Продолжая размышлять и мечтать, Алкивиад приблизился к той развалине, которую зовут баней Клеопатры. Название это, конечно, не верно, ибо Никополь (город победы) был построен Августом и назван им так после гибели Антония и Клеопатры. Здание это не велико, и развалины его не имеют ни величия, ни изящества. Есть простые турецкие бани, которые гораздо больше и красивее. Алкивиад мало знал археологию и думал обо всем этом как простой путешественник. Он присел отдохнуть в тени этой развалины и только в ту минуту заметил, что неподалеку от него, около разрушенных ворот, стоят два оседланные мула. Слуга доктора разговаривал, сидя на траве в тени, с другим мальчиком в простой албанской одежде. Немного подальше стояли пред стеной два монаха; один из них, седой, показывал что-то руками, а другой, черноволосый, еще молодой и очень стройный, записывал в книжку карандашом.
Алкивиад подошел к ним, и они познакомились. Седой монах сказал, что он игумен одного из монастырей около Рапезы, а молодой, которого выразительное лицо сразу понравилось Алкивиаду, назывался отцом Парфением и был в этой стороне проездом из Македонии.
Окончив свой осмотр, монахи предложили Алкивиаду разделить с ними завтрак в тени развалин.
Алкивиад согласился с радостью, слуги принесли сыр, хлеб, хорошее вино и апельсины, и скоро разговор оживился.
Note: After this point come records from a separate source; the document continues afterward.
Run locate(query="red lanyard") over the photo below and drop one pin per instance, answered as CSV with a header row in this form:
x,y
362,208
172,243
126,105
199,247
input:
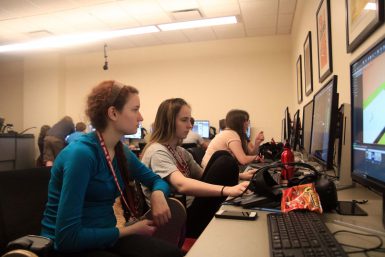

Седой монах, отец Козьма, казался стариком простодушным, но отец Парфений был крайне осторожен и тонок. При всей живости своей и свободе обращения, полной достоинства, он старался больше выспрашивать Алкивиада, чем отвечать ему. Об одном только он говорил про себя охотно: о своих археологических занятиях. Заметки его были очень интересны, но Алкивиаду хотелось иного, и он прямо сознался, что «новости предпочитает древностям».
— Имеют и древности свой вкус, — улыбаясь отвечал отец Парфений, — особенно, когда настоящее не занимательно, а будущее темно.
— Будущее хоть и темно, однако всегда занимательно, — возразил Алкивиад, — особенно для народа, который не имеет настоящего.
— Что-нибудь одно, — сказал монах (и все с улыбкой), — если народ существует, он не может быть без настоящего... если же у известного общества людей нет народного настоящего, в каком бы то ни было проявлении, то нет, значит, и народа... А будущее известно лишь Творцу вселенной. Не так разве?
Улыбки отца Парфения казались Алкивиаду насмешливыми, и речь его, ясная по смыслу, но темная по намерению, раздражала любопытство и самолюбие... Алкивиад дал себе слово, что заставит монаха высказаться откровеннее. Он видел, что пред ним не простой поп, а человек просвещенный и, казалось ему, необычайно даровитый.
— Я настоящим для народа не зову жалкое прозябание под игом! — воскликнул он.